化粧がのる 「乗る」「載る」のどっちが正しい?

「のる」は頻出の漢字となりますが、その分誤用も多い漢字のひとつでもあります。ここでは「乗る」「載る」のそれぞれの意味の違いや例文について解説していきます。違いを明確にして間違えないように気を付けましょう。

「乗る」と「載る」の違い

乗る(のる)
意味:人が物の上に上がること。
「乗る」の基本的な意味は、「台に乗る」など人が物の上に上がることです。そこから転じて、「電車に乗る」など移動手段を利用する、「相談に乗る」など応じる、「リズムに乗る」など調子が合う、「脂が乗る」など「十分につく」などの広い意味に使います。
載る(のる)
意味:物が何かの上に置かれること。
「載る」の基本的な意味は車に荷物を積むことです。それが転じて、「棚に本を載せる」など物が何かの上に置かれる、「雑誌に載る」など(紙の上に置かれる)収録される「掲載」の意味にも使います。

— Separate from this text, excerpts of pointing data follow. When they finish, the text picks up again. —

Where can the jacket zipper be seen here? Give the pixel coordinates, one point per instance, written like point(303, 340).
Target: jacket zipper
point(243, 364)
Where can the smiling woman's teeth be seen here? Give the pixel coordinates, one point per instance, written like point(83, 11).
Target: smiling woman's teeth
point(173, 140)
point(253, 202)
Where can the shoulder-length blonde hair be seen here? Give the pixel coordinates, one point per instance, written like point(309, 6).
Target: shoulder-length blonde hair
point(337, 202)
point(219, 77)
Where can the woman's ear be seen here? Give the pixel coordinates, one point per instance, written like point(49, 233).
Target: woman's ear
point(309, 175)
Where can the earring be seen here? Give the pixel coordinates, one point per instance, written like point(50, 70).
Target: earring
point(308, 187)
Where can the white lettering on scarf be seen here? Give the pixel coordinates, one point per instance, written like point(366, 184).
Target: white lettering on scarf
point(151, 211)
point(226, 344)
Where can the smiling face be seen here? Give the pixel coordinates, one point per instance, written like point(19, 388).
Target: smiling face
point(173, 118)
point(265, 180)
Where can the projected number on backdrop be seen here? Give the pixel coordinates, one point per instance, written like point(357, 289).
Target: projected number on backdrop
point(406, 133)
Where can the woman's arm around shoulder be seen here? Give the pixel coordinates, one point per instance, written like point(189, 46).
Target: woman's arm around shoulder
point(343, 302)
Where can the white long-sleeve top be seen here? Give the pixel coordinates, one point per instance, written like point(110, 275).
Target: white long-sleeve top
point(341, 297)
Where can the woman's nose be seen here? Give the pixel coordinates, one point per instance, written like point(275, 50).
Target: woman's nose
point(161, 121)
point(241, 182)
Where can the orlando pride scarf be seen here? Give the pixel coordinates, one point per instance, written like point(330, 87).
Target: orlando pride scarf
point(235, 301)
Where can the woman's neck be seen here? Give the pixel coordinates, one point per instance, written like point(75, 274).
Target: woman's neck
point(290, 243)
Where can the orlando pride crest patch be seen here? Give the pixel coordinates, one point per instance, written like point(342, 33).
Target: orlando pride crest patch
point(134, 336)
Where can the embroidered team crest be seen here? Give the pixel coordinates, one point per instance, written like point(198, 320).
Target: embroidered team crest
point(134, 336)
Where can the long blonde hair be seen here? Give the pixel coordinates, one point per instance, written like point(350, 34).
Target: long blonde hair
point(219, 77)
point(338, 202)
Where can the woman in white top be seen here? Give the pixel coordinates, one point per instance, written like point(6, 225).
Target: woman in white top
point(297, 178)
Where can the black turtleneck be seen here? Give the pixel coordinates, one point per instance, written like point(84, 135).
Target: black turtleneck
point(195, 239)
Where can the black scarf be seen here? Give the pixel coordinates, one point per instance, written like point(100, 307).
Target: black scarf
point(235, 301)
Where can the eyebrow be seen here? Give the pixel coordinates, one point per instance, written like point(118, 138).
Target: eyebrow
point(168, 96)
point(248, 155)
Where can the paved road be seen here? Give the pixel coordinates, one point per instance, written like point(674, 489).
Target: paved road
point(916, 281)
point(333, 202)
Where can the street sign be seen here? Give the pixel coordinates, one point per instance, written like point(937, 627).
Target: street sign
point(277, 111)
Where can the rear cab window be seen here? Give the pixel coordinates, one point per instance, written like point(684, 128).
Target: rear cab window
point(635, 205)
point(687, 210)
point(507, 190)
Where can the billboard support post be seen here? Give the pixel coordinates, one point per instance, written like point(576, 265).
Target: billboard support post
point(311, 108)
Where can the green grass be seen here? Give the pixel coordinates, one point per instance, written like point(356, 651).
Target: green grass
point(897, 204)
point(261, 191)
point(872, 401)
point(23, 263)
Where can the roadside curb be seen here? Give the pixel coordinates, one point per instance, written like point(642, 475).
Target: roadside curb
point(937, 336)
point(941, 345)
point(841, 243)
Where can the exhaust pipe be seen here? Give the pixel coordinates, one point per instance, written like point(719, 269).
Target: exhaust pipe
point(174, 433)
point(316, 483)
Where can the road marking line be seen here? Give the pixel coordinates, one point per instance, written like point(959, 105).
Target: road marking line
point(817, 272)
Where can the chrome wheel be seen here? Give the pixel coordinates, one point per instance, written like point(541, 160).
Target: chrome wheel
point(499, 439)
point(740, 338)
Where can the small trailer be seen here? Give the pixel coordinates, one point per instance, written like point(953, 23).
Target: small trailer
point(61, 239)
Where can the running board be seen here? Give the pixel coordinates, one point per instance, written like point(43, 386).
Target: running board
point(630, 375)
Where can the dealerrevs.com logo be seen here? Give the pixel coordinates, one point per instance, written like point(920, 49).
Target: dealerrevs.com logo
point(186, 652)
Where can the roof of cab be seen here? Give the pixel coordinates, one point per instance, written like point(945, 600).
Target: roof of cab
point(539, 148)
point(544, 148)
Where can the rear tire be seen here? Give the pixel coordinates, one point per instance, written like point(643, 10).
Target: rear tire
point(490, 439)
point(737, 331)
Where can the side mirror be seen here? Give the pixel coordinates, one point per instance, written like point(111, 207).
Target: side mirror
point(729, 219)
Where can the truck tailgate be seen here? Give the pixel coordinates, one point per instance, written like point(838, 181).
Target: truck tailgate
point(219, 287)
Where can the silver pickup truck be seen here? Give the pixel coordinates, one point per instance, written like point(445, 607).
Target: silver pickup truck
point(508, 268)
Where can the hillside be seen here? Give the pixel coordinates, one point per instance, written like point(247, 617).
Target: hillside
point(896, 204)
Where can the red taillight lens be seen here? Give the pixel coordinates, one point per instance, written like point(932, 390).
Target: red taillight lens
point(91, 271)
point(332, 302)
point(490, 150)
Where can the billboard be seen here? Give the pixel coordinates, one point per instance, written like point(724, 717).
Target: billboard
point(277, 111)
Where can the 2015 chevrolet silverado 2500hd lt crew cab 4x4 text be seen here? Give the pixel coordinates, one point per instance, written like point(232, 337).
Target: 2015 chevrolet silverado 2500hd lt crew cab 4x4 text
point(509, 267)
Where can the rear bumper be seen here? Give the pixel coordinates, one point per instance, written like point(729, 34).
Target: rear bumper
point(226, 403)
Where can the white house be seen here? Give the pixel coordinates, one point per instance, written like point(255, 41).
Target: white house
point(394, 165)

狭い範囲に限定される漢字なので、ほとんどの場合、人以外の物が何かの上に置かれること、掲載など紙面に載ることにしか使われません。

化粧がのるは乗るが正しい

「化粧がのる」は肌に充分に化粧品がつくという意味で「乗る」を使います。

「乗る」の例文

例文1:バスに乗って職場まで行く。

「バスにのる」は移動手段を利用することなので「乗る」を使います。

例文2:うまく波に乗れたらヒット間違いなし。

「波にのる」はトレンドの波と調子が合うということなので「乗る」を使います。

「載る」の例文

例文1:飛行機に載せた荷物が見つからない。

「荷物をのせる」は積載ということなので「載る」を使います。

例文2:名簿に載っている順番に電話をかけてください。

「名簿にのる」は紙面に掲載されるということなので「載る」を使います。

論文・小論文で「乗る」と「載る」を使い分ける視点

「載る」は物を何かの上に置くことと紙面に掲載されること、「乗る」はそれ以外の広い意味で使われると把握しておきましょう。論文・小論文では、「のる」は頻出する漢字の1つですが、「載る」の用法だけを重点的に覚えておけば大丈夫でしょう。